Clague Jessica, Reynolds Peggy, Henderson Katherine D, Sullivan-Halley Jane, Ma Huiyan, Lacey James V, Chang Shine, Delclos George L, Du Xianglin L, Forman Michele R, Bernstein Leslie
Division of Cancer Etiology, Department of Population Sciences, Beckman Research Institute, City of Hope, Duarte, California, United States of America.
Cancer Prevention Institute of California, Fremont, California, United States of America.
PLoS One. 2014 Jul 31;9(7):e103735. doi: 10.1371/journal.pone.0103735. eCollection 2014.
Previous results from research on menopausal hormone therapy (MHT) and lung cancer survival have been mixed and most have not studied women who used estrogen therapy (ET) exclusively. We examined the associations between MHT use reported at baseline and lung cancer-specific mortality in the prospective California Teachers Study cohort. Among 727 postmenopausal women diagnosed with lung cancer from 1995 through 2007, 441 women died before January 1, 2008. Hazard Ratios (HR) and 95% Confidence Intervals (CI) for lung-cancer-specific mortality were obtained by fitting multivariable Cox proportional hazards regression models using age in days as the timescale. Among women who used ET exclusively, decreases in lung cancer mortality were observed (HR, 0.69; 95% CI, 0.52-0.93). No association was observed for estrogen plus progestin therapy use. Among former users, shorter duration (<5 years) of exclusive ET use was associated with a decreased risk of lung cancer mortality (HR, 0.56; 95% CI, 0.35-0.89), whereas among recent users, longer duration (>15 years) was associated with a decreased risk (HR, 0.60; 95% CI, 0.38-0.95). Smoking status modified the associations with deceases in lung cancer mortality observed only among current smokers. Exclusive ET use was associated with decreased lung cancer mortality.

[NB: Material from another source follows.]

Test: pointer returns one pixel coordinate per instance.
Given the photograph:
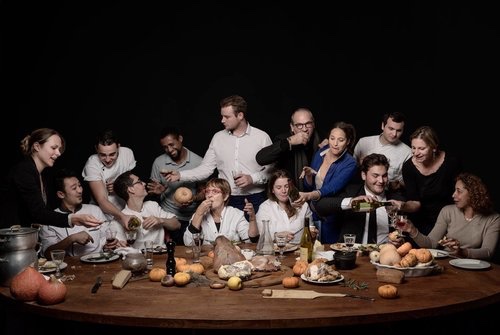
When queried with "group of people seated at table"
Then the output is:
(245, 178)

先前关于绝经激素治疗(MHT)与肺癌生存率的研究结果不一,并且大多数研究未涉及仅使用雌激素治疗(ET)的女性。我们在加利福尼亚教师前瞻性队列研究中,考察了基线时报告的MHT使用情况与肺癌特异性死亡率之间的关联。在1995年至2007年期间被诊断为肺癌的727名绝经后女性中,有441名女性在2008年1月1日前死亡。通过使用以天数为时间尺度的多变量Cox比例风险回归模型,得出肺癌特异性死亡率的风险比(HR)和95%置信区间(CI)。在仅使用ET的女性中,观察到肺癌死亡率有所下降(HR,0.69;95%CI,0.52 - 0.93)。对于使用雌激素加孕激素治疗的情况,未观察到关联。在既往使用者中,仅使用ET的较短疗程(<5年)与肺癌死亡率风险降低相关(HR,0.56;95%CI,0.35 - 0.89),而在近期使用者中,较长疗程(>15年)与风险降低相关(HR,0.60;95%CI,0.38 - 0.95)。吸烟状况改变了仅在当前吸烟者中观察到的与肺癌死亡率下降的关联。仅使用ET与肺癌死亡率降低相关。